It seems like I have a gazillion files laid out when I write a book, I have a file each for most characters, where I put snippets as a character develops in my mind, things I want to remember about them, and even whole scenes that will take place later on – I have several notes files, one for later notes – things somewhere in the distance – and one for immediate notes, and yet another one for dumped notes, which contain things I have discarded but hang onto, just in case I need them after all.
It all sounds very complicated, but it actually enables me to keep my working area clear. It’s very hard to organize something into place when it is surrounded by threads and scenes that, for one reason or another, may have to be shifted. If you don’t watch out, everything becomes entangled with everything else and you can’t move as a writer. Been there, done that, as the saying goes.

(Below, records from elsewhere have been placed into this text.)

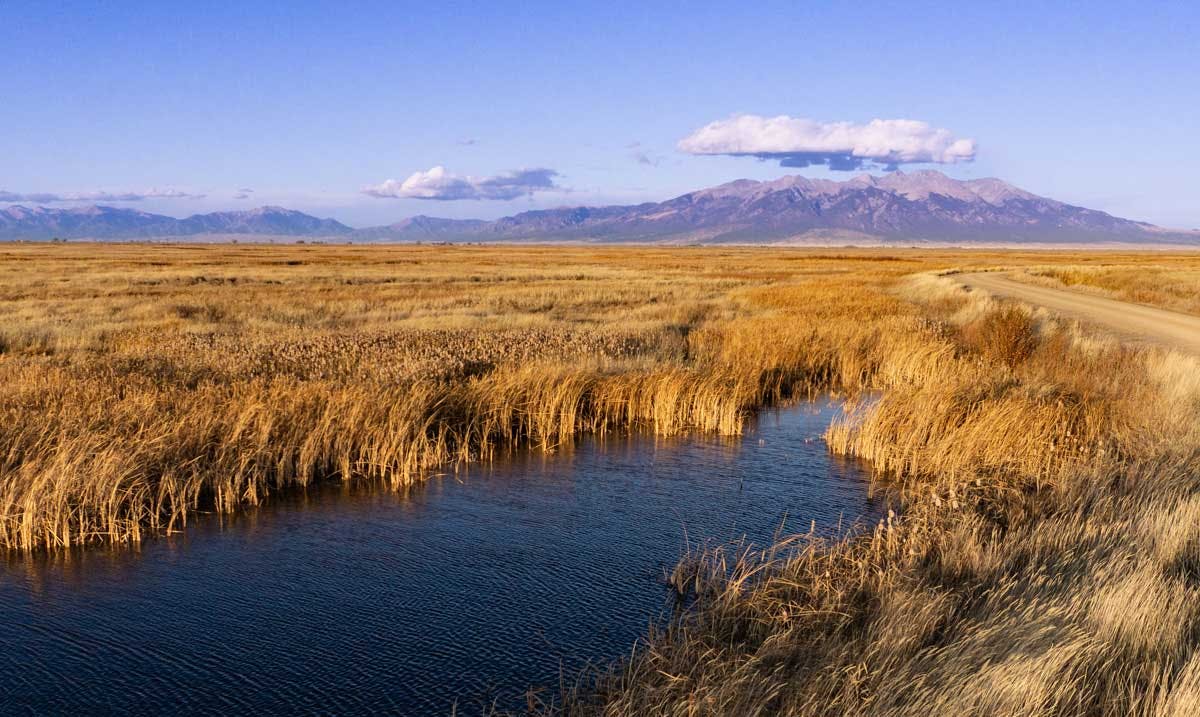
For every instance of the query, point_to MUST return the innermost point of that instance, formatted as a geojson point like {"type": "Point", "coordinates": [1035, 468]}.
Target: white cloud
{"type": "Point", "coordinates": [439, 184]}
{"type": "Point", "coordinates": [51, 198]}
{"type": "Point", "coordinates": [798, 142]}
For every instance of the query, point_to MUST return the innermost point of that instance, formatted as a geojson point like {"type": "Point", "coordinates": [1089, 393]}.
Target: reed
{"type": "Point", "coordinates": [1044, 561]}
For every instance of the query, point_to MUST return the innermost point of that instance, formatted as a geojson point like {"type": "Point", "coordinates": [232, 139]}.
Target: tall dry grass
{"type": "Point", "coordinates": [143, 384]}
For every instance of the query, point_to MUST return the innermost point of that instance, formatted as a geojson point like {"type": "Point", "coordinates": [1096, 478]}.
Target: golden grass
{"type": "Point", "coordinates": [1044, 562]}
{"type": "Point", "coordinates": [1171, 282]}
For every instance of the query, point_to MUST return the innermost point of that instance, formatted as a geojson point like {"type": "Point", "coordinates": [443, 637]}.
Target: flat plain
{"type": "Point", "coordinates": [1045, 558]}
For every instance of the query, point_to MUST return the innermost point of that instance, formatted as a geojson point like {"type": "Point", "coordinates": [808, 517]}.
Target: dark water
{"type": "Point", "coordinates": [469, 589]}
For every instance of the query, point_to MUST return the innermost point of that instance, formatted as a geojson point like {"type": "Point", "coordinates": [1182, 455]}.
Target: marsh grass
{"type": "Point", "coordinates": [1045, 560]}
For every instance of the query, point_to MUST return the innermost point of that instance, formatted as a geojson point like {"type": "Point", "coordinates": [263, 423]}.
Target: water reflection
{"type": "Point", "coordinates": [468, 588]}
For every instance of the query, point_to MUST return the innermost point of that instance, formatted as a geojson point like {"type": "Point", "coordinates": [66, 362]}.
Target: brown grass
{"type": "Point", "coordinates": [1045, 560]}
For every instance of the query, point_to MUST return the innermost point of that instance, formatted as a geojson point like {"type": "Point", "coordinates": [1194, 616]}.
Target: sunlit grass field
{"type": "Point", "coordinates": [1044, 560]}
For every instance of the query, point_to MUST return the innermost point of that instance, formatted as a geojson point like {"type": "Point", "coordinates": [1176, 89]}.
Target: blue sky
{"type": "Point", "coordinates": [309, 103]}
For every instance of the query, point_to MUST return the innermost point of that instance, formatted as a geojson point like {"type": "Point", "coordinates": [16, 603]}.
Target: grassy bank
{"type": "Point", "coordinates": [1047, 560]}
{"type": "Point", "coordinates": [142, 384]}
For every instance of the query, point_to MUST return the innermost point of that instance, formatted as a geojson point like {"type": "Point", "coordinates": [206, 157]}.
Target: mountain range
{"type": "Point", "coordinates": [913, 208]}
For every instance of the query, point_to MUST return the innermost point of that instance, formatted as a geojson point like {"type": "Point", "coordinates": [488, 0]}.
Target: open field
{"type": "Point", "coordinates": [1169, 282]}
{"type": "Point", "coordinates": [1047, 559]}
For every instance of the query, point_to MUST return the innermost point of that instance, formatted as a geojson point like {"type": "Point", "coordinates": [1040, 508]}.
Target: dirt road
{"type": "Point", "coordinates": [1129, 320]}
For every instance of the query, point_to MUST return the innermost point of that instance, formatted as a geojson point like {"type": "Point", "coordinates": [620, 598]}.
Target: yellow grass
{"type": "Point", "coordinates": [1170, 282]}
{"type": "Point", "coordinates": [1044, 560]}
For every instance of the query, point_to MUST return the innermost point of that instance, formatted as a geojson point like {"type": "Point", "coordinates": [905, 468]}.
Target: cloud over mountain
{"type": "Point", "coordinates": [798, 142]}
{"type": "Point", "coordinates": [53, 198]}
{"type": "Point", "coordinates": [439, 184]}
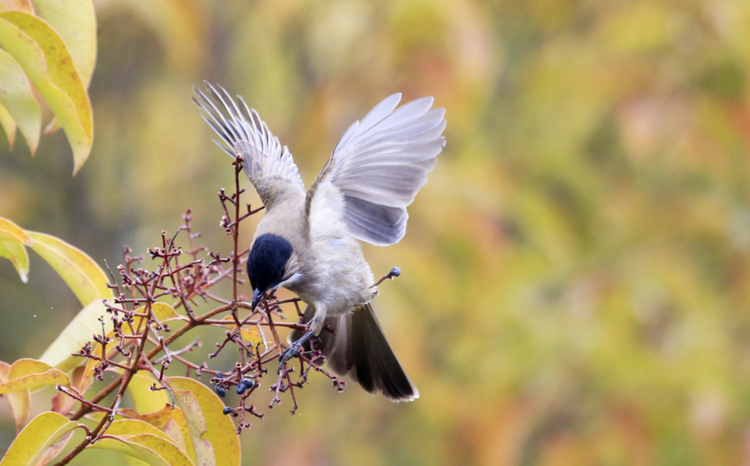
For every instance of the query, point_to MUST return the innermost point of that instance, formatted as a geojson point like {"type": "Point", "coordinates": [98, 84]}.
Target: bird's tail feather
{"type": "Point", "coordinates": [356, 348]}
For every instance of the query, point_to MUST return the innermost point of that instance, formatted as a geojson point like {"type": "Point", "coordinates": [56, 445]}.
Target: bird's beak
{"type": "Point", "coordinates": [256, 298]}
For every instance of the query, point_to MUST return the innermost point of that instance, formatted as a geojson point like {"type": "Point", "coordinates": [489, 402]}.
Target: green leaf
{"type": "Point", "coordinates": [42, 432]}
{"type": "Point", "coordinates": [30, 374]}
{"type": "Point", "coordinates": [45, 58]}
{"type": "Point", "coordinates": [18, 401]}
{"type": "Point", "coordinates": [86, 279]}
{"type": "Point", "coordinates": [76, 334]}
{"type": "Point", "coordinates": [12, 241]}
{"type": "Point", "coordinates": [214, 438]}
{"type": "Point", "coordinates": [16, 97]}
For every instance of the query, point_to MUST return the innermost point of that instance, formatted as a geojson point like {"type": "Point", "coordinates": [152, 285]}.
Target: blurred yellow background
{"type": "Point", "coordinates": [576, 272]}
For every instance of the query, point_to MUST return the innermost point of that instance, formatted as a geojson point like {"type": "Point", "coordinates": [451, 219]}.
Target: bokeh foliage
{"type": "Point", "coordinates": [576, 271]}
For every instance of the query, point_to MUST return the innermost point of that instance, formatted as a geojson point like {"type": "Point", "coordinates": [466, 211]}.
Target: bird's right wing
{"type": "Point", "coordinates": [269, 167]}
{"type": "Point", "coordinates": [379, 165]}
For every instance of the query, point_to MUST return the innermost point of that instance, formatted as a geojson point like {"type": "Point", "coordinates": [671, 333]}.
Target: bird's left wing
{"type": "Point", "coordinates": [378, 167]}
{"type": "Point", "coordinates": [269, 167]}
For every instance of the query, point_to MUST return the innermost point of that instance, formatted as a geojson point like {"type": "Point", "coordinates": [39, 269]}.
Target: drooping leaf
{"type": "Point", "coordinates": [43, 55]}
{"type": "Point", "coordinates": [75, 21]}
{"type": "Point", "coordinates": [16, 97]}
{"type": "Point", "coordinates": [212, 432]}
{"type": "Point", "coordinates": [18, 401]}
{"type": "Point", "coordinates": [172, 422]}
{"type": "Point", "coordinates": [84, 277]}
{"type": "Point", "coordinates": [42, 432]}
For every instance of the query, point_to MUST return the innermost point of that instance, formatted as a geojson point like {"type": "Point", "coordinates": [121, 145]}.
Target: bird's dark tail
{"type": "Point", "coordinates": [357, 349]}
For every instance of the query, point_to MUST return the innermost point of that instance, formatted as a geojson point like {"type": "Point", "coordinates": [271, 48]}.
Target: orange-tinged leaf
{"type": "Point", "coordinates": [213, 434]}
{"type": "Point", "coordinates": [31, 374]}
{"type": "Point", "coordinates": [79, 331]}
{"type": "Point", "coordinates": [47, 62]}
{"type": "Point", "coordinates": [17, 98]}
{"type": "Point", "coordinates": [18, 401]}
{"type": "Point", "coordinates": [42, 432]}
{"type": "Point", "coordinates": [62, 403]}
{"type": "Point", "coordinates": [75, 21]}
{"type": "Point", "coordinates": [84, 277]}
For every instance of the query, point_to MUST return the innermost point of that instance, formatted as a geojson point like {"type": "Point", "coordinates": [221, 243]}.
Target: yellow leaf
{"type": "Point", "coordinates": [84, 277]}
{"type": "Point", "coordinates": [18, 256]}
{"type": "Point", "coordinates": [18, 100]}
{"type": "Point", "coordinates": [20, 5]}
{"type": "Point", "coordinates": [42, 432]}
{"type": "Point", "coordinates": [18, 401]}
{"type": "Point", "coordinates": [9, 126]}
{"type": "Point", "coordinates": [121, 445]}
{"type": "Point", "coordinates": [79, 331]}
{"type": "Point", "coordinates": [9, 231]}
{"type": "Point", "coordinates": [172, 422]}
{"type": "Point", "coordinates": [45, 58]}
{"type": "Point", "coordinates": [143, 441]}
{"type": "Point", "coordinates": [53, 450]}
{"type": "Point", "coordinates": [212, 432]}
{"type": "Point", "coordinates": [145, 400]}
{"type": "Point", "coordinates": [162, 312]}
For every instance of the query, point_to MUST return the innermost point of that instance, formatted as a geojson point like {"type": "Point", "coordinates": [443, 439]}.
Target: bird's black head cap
{"type": "Point", "coordinates": [268, 258]}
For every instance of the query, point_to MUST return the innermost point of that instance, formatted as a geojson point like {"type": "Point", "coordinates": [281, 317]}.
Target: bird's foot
{"type": "Point", "coordinates": [289, 353]}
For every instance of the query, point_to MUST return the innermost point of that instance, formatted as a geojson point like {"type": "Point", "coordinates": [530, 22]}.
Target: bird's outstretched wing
{"type": "Point", "coordinates": [379, 165]}
{"type": "Point", "coordinates": [269, 167]}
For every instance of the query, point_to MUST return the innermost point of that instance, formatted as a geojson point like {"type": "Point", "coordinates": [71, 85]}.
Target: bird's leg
{"type": "Point", "coordinates": [294, 349]}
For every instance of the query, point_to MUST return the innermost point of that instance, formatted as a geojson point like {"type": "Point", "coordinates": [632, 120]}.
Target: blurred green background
{"type": "Point", "coordinates": [575, 284]}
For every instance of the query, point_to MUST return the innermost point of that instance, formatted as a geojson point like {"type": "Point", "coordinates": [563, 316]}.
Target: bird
{"type": "Point", "coordinates": [307, 242]}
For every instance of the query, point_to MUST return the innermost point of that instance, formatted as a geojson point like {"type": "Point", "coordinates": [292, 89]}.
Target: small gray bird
{"type": "Point", "coordinates": [306, 241]}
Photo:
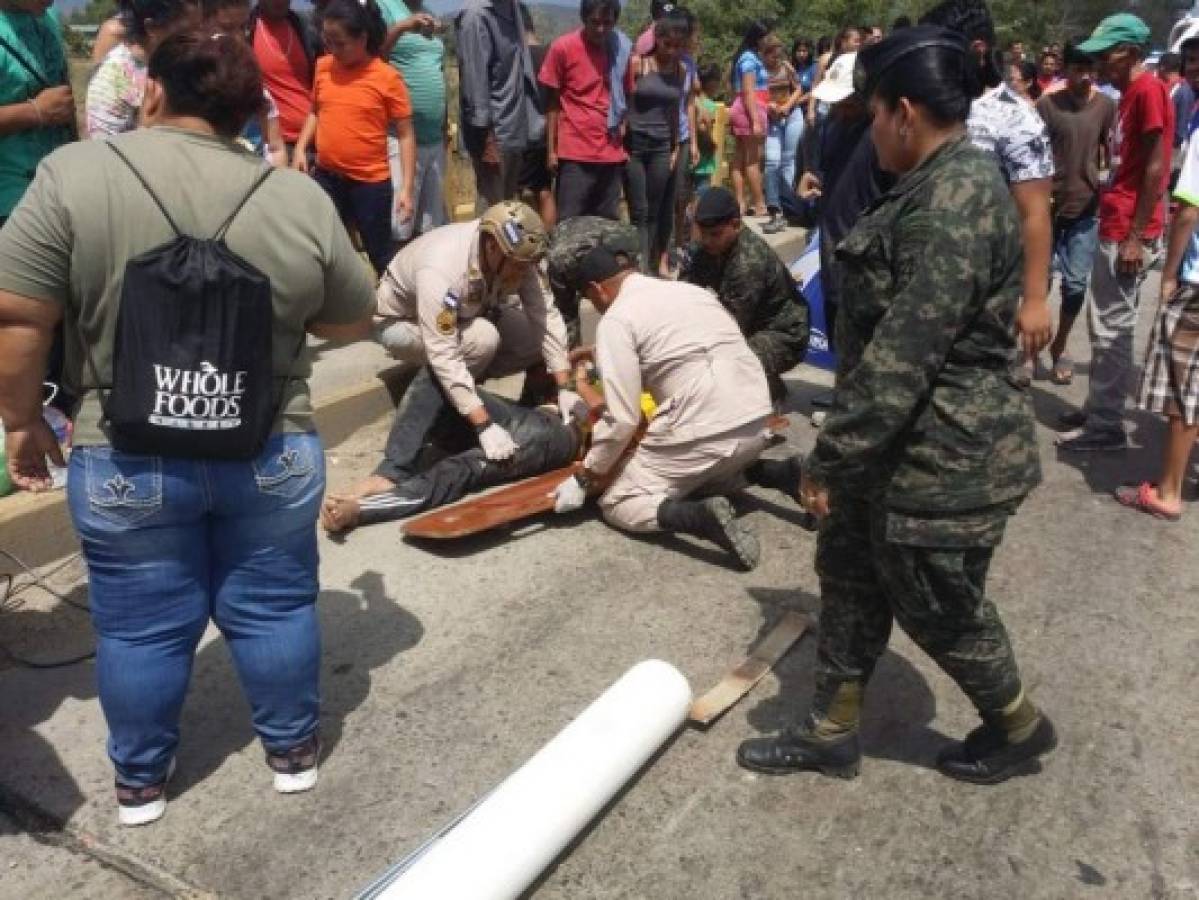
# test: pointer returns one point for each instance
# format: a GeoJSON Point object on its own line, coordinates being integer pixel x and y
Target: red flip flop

I don’t know how it works for you, but I have found that it saves a lot of time and effort if I keep everything separate.
Now, just because I’ve got all those files, it doesn’t mean I have them all open at once. I don’t. I actually work with only two of them, the manuscript itself and my immediate notes. As the time approaches for scenes I have already written to go in, I gather them together. I know who it is about, so I know where to get them from, and they get sent into the immediate file, where things are set out in roughly the right order. I also do most of my preliminary writing in the notes file rather than the manuscript.
From there, it gets lifted and fitted into the manuscript, usually a chunk at a time, then smoothed and polished into place. Whenever I read through my work, it is only the manuscript that I go over because that’s the end product, that’s what readers will be looking at.